One of the major criticisms of biofuels is that they compete with food in terms of land use, driving prices up. In order to solve the problem, how about looking to the ocean as a source of biofuel?

Scientists from different departments at Tel Aviv University have discovered that marine macroalgae, the common seaweed, can be grown more quickly than land-based crops and harvested as fuel without sacrificing usable land. In other words, it is a potential source of clean bioethanol.

The researchers are now developing methods for growing and harvesting seaweed as a source of renewable energy. Not only can the macroalgae be grown unobtrusively along coastlines, they can also clear the water of excessive nutrients (caused by human waste or aquaculture), which disturb the marine environment.

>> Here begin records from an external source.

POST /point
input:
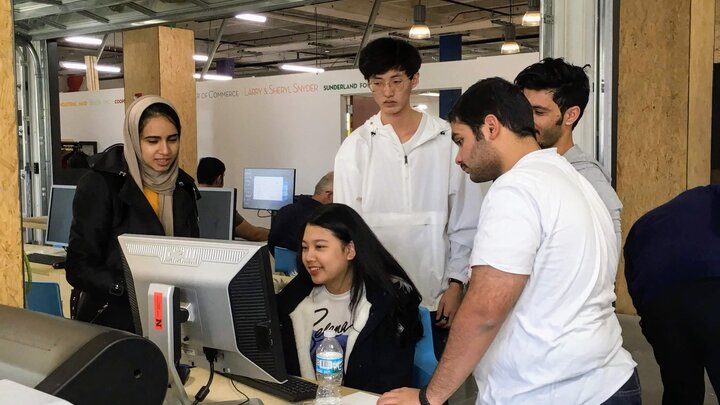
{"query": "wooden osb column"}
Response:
(158, 60)
(664, 106)
(11, 278)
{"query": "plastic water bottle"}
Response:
(328, 370)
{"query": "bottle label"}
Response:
(328, 363)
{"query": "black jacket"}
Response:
(109, 203)
(287, 225)
(379, 362)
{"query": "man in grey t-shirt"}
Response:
(558, 93)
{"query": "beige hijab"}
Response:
(162, 183)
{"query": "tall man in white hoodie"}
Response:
(397, 171)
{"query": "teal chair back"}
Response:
(44, 296)
(285, 261)
(425, 361)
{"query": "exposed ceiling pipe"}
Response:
(216, 44)
(368, 30)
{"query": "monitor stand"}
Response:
(161, 331)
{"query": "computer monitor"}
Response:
(216, 211)
(60, 215)
(225, 287)
(268, 189)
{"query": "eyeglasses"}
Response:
(395, 84)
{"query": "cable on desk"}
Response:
(247, 398)
(211, 356)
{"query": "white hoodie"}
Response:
(422, 206)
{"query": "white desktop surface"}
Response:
(223, 390)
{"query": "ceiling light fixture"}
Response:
(510, 46)
(147, 22)
(84, 40)
(81, 66)
(419, 30)
(251, 17)
(532, 17)
(210, 76)
(298, 68)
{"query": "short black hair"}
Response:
(568, 83)
(209, 168)
(494, 96)
(384, 54)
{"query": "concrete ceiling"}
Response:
(321, 33)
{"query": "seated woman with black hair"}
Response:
(351, 284)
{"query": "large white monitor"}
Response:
(225, 287)
(216, 212)
(60, 215)
(268, 189)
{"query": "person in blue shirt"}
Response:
(672, 266)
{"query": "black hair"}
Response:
(209, 168)
(494, 96)
(159, 110)
(384, 54)
(372, 264)
(568, 83)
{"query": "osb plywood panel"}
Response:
(702, 28)
(653, 68)
(176, 48)
(11, 284)
(141, 63)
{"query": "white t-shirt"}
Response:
(331, 312)
(561, 343)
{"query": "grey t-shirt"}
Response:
(594, 173)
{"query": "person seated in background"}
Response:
(288, 224)
(672, 267)
(211, 173)
(352, 285)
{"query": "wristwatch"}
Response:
(423, 397)
(454, 280)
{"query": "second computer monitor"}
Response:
(216, 212)
(228, 291)
(60, 215)
(268, 189)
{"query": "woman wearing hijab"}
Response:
(135, 187)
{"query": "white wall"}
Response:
(274, 121)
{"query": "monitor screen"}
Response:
(216, 211)
(60, 215)
(268, 189)
(227, 290)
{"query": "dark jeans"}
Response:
(440, 336)
(628, 394)
(683, 328)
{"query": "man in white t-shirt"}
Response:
(537, 324)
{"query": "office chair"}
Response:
(285, 261)
(425, 361)
(44, 296)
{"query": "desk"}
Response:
(43, 272)
(223, 390)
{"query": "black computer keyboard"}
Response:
(58, 262)
(295, 389)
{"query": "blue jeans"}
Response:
(628, 394)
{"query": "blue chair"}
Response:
(285, 261)
(425, 361)
(44, 296)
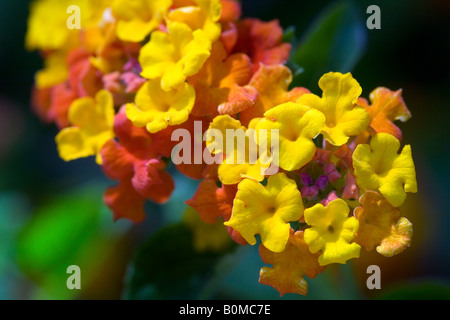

Besides avoiding the problems caused by land-based biofuels, seaweed based sources could actually benefit the marine environment. One example is the Red Sea in the south of Israel, which has suffered from eutrophication, that is, pollution caused by human waste and fish farming. The latter leads to excessive amounts of nutrients and detrimental algae, ultimately harming endangered coral reefs.

The system that the researchers are developing is called the “Combined Aquaculture Multi-Use Systems” (CAMUS). It takes into account the realities of the marine environment and human activity in it. Ultimately, all of these factors function together to create a synthetic “man-made ecosystem,” said Prof. Avigdor Abelson, from TAU’s Department of Zoology. “By employing multiple species, CAMUS can turn waste into productive resources such as biofuel, at the same time reducing pollution’s impact on the local ecosystem,” he added.

The researchers are now working to increase the carbohydrate and sugar contents of the seaweed for efficient fermentation into bioethanol. If it all goes according to plan, seaweed could become a source of sustainable, efficient and cost-effective bioethanol.